Шурка, три дня пролежавший в горячке, трудно приходил в себя. Рядом эти три дня неотлучно дежурил врач, мама, окаменевшая, безмолвная, в которой, казалось, живыми оставались только глаза. Шурка метался в бреду, обессиленный, кричать он уже не мог, он что-то сбивчиво, обрывочно бормотал, и только одно, связное можно было разобрать: «...посади меня в высокую траву... в высокую траву...»
Отец протёр влажным полотенцем Шуркино лицо, наклонившись, поцеловал сына в ёжик волос.
- А хочешь, сынок, сейчас выйдем на прогулку, я отнесу тебя, куда скажешь. Хочешь, в парк пойдём, мороженое, ситро, шарики купим. И в книжный зайдём, мне обещали оставить хорошую книгу, для тебя, сынок... а вечером - в цирк, там медведи, тигры... Отец продолжал называть маршруты их возможной прогулки, осторожно и намеренно не называя один.
Этим маршрутом было море.
Но и без тревожных опасений отца Шурка на него не согласился бы, - он чувствовал внутри такую пустоту, как будто стал воздушным шариком, и в любую минуту мог улететь.

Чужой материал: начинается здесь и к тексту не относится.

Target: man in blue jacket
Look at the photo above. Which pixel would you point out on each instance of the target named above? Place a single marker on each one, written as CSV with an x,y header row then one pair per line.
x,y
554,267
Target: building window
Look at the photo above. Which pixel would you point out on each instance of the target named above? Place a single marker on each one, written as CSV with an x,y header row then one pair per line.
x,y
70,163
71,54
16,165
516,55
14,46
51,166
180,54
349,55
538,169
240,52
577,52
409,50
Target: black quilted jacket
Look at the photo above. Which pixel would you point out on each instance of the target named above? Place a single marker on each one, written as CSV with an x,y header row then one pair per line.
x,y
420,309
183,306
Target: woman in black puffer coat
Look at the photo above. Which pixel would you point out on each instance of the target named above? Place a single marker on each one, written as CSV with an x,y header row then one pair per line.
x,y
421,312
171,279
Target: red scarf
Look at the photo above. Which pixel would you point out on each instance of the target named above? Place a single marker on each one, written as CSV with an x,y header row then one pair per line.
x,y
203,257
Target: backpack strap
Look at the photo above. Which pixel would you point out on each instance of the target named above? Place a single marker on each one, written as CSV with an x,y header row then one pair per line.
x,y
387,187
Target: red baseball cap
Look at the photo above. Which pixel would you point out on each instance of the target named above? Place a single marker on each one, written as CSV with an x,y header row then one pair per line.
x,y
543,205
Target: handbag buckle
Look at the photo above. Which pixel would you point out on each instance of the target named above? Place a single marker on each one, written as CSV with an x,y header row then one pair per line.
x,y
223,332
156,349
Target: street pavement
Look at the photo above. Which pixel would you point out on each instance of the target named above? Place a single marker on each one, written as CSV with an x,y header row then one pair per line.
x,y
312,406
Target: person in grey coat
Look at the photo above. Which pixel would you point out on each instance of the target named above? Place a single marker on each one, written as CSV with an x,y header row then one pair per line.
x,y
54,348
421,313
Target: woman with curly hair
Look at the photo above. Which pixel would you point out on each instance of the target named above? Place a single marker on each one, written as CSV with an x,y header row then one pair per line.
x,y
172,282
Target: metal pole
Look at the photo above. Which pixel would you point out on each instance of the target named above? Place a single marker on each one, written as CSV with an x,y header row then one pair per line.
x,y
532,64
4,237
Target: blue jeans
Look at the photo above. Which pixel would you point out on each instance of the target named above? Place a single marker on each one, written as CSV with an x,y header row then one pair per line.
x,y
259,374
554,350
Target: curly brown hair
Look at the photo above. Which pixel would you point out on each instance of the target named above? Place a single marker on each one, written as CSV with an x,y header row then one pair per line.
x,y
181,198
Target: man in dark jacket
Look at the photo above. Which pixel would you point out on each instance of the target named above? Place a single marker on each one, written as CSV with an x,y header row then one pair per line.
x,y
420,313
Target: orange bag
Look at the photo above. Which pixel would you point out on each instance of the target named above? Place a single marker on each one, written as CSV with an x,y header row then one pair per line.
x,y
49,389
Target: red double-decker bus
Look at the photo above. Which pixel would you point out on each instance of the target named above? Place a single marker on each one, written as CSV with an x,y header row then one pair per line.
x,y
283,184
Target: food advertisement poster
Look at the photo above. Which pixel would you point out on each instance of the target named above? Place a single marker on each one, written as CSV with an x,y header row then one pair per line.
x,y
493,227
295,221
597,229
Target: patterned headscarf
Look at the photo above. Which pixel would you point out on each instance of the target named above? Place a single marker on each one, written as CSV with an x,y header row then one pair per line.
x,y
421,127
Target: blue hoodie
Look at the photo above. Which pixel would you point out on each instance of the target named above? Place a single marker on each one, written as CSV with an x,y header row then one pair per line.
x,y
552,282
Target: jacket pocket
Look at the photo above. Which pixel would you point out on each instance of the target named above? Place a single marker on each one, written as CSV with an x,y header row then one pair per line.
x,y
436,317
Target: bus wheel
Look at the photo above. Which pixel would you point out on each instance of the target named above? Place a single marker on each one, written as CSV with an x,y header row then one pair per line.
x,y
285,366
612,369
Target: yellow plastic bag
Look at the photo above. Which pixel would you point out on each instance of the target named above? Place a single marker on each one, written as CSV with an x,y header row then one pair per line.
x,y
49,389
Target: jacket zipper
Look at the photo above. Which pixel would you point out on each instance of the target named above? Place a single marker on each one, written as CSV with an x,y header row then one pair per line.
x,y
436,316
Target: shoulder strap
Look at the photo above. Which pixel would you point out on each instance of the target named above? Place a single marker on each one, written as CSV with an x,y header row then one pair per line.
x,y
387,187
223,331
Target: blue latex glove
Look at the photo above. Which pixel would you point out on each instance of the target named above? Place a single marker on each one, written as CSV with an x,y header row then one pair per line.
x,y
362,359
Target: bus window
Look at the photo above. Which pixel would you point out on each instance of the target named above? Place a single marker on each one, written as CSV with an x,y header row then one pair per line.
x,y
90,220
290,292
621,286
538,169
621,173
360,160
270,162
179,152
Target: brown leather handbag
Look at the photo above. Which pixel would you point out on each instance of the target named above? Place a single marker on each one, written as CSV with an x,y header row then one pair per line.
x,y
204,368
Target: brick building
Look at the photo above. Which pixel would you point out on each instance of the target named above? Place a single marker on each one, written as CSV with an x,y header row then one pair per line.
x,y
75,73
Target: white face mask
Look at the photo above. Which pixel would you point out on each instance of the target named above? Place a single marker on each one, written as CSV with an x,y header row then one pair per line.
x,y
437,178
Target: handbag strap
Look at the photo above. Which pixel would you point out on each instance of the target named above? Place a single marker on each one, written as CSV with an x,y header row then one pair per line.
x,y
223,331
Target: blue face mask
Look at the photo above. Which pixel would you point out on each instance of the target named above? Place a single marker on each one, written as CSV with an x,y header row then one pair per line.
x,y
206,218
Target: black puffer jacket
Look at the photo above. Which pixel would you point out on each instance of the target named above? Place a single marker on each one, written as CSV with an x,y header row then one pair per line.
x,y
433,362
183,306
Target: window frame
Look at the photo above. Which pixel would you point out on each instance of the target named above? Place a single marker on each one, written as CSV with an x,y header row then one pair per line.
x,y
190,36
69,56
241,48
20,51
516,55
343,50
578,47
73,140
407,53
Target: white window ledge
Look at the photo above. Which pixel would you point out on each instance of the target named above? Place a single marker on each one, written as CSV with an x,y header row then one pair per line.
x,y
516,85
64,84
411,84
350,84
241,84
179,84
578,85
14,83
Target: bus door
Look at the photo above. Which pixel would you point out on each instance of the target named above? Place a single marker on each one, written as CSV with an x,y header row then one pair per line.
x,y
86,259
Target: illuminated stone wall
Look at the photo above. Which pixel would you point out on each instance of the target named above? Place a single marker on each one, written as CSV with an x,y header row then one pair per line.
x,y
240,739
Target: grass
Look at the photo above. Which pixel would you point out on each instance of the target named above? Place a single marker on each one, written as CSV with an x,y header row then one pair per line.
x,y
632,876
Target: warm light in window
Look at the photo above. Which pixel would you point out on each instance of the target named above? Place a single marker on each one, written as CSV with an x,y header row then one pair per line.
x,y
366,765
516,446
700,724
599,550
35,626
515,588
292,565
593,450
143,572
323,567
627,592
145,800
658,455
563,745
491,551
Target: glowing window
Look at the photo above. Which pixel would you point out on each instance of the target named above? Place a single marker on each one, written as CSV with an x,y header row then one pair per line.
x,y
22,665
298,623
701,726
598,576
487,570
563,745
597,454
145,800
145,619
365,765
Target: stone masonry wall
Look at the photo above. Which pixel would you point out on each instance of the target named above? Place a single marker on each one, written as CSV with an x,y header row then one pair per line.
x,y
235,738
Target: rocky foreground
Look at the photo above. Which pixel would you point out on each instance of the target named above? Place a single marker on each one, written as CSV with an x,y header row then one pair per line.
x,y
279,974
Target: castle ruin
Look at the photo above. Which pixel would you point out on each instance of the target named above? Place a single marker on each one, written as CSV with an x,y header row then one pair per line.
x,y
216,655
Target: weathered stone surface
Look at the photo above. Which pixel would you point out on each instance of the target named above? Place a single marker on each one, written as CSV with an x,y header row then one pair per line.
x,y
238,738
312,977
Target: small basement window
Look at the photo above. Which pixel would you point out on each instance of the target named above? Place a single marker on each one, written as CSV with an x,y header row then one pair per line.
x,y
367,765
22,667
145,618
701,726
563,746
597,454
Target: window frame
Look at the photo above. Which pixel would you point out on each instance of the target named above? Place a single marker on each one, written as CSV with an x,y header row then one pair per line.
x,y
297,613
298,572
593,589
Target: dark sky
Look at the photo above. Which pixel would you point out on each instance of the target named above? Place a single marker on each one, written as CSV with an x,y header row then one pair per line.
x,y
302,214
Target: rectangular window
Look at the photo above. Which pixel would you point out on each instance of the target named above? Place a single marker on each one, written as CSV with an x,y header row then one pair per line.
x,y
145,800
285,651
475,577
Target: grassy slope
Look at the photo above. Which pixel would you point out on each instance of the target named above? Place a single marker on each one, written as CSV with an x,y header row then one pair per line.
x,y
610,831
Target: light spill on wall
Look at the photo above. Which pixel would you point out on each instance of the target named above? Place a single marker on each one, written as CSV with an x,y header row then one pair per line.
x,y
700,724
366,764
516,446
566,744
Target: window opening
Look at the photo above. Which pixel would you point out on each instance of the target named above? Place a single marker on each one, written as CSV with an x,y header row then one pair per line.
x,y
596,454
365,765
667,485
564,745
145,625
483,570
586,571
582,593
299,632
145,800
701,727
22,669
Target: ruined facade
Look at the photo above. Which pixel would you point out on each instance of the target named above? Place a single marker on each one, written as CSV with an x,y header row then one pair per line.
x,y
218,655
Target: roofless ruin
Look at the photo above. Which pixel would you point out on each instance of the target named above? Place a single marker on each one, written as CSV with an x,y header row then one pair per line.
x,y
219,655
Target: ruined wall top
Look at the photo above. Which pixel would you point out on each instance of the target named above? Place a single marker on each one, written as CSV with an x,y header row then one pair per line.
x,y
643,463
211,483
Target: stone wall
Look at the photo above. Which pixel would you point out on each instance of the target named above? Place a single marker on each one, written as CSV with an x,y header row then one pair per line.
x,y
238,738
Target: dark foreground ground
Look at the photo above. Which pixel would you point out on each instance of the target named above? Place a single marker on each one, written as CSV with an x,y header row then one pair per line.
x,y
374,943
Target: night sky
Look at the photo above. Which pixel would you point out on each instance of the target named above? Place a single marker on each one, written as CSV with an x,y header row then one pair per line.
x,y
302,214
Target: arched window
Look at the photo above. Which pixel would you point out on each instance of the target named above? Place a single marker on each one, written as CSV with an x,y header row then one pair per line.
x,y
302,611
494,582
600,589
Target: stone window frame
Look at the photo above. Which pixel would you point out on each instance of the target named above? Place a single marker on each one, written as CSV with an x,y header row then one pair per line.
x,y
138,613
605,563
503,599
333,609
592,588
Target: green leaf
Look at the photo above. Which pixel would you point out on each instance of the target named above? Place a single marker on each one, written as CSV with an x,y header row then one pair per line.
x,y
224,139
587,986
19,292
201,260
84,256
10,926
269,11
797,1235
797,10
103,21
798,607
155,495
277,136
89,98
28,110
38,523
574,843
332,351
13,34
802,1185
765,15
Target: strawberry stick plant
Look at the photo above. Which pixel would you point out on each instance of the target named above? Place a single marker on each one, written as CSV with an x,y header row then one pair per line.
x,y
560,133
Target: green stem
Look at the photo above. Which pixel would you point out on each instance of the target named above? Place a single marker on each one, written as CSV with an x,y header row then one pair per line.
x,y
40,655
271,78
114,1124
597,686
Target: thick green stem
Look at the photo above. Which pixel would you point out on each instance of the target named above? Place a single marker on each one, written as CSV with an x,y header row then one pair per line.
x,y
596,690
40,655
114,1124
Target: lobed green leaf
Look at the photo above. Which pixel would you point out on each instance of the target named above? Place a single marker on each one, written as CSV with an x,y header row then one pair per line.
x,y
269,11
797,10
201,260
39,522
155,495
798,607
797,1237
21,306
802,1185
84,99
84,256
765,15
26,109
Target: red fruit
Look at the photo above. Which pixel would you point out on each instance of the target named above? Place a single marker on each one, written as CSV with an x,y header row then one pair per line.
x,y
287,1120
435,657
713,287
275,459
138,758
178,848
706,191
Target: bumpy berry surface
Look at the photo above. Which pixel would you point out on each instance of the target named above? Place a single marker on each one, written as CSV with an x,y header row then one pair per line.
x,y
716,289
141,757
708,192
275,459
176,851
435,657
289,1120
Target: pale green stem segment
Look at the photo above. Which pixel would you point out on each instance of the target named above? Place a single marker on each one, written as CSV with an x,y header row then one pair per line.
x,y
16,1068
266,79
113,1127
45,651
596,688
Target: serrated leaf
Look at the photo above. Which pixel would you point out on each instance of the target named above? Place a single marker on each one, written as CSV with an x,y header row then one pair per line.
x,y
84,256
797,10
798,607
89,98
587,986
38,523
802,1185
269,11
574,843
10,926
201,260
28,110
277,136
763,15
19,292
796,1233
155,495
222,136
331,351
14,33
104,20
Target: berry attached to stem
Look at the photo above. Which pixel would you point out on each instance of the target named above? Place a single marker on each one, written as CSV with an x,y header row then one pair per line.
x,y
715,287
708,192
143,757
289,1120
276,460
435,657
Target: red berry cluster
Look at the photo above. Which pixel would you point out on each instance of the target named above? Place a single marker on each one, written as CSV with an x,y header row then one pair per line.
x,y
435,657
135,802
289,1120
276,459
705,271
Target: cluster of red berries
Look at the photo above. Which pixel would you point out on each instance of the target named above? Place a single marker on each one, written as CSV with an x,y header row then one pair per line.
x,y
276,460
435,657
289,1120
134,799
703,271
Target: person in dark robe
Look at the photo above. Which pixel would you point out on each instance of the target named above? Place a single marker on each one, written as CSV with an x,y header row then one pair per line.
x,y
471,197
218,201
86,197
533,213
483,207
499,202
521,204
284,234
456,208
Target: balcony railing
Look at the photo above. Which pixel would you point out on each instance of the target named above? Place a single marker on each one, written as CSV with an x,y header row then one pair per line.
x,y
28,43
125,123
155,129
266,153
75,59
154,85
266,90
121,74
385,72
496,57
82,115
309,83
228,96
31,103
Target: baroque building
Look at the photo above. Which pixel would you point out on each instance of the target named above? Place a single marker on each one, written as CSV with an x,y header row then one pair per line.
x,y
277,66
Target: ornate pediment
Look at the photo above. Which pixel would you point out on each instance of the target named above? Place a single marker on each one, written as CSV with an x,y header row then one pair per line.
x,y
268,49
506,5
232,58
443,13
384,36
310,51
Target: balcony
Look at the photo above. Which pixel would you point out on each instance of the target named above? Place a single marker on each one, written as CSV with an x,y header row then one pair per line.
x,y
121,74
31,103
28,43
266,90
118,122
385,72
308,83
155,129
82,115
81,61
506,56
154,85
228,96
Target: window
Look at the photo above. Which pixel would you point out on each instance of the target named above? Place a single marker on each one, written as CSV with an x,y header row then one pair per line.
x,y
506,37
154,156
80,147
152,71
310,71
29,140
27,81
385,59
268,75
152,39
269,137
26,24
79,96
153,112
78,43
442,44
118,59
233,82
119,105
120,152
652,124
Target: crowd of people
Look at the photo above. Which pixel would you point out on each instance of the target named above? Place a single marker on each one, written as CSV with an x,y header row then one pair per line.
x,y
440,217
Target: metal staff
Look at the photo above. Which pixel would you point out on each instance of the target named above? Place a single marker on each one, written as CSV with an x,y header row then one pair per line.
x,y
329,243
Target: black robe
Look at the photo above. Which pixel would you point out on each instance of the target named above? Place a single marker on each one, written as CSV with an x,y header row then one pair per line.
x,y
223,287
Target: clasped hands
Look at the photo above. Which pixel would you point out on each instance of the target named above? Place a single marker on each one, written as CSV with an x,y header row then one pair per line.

Потому что внутри Шурки уже не осталось моря.
- ... нет, папа, нет... пойдём лучше в наш сад...
Отец легко, будто пёрышко, осторожно взял Шурку на руки, его головёнка бессильно склонилась на отцово плечо. Мама, войдя в Шуркину комнату с тарелкой бульона, сначала замерла, потом медленно присела на краешек стула, и так и сидела, держа миску перед собой.
саду свершалась очень нужная работа июльского дня: стрекотали кузнечики, в кронах деревьев деловито сновали воробьи, уже второй выводок ставя на крыло, порхали стрекозы, на секунды зависая в дрожащем от зноя воздухе. Приветливо махали Шурке своими модными, разноцветными головками астры и георгины, розовый куст, весь усыпанный молодыми бутонами, источал сладкий приглушённый аромат. Яблони прогибались под тяжестью «Белого налива». Отец сорвал самое красивое яблоко, протянул Шурке.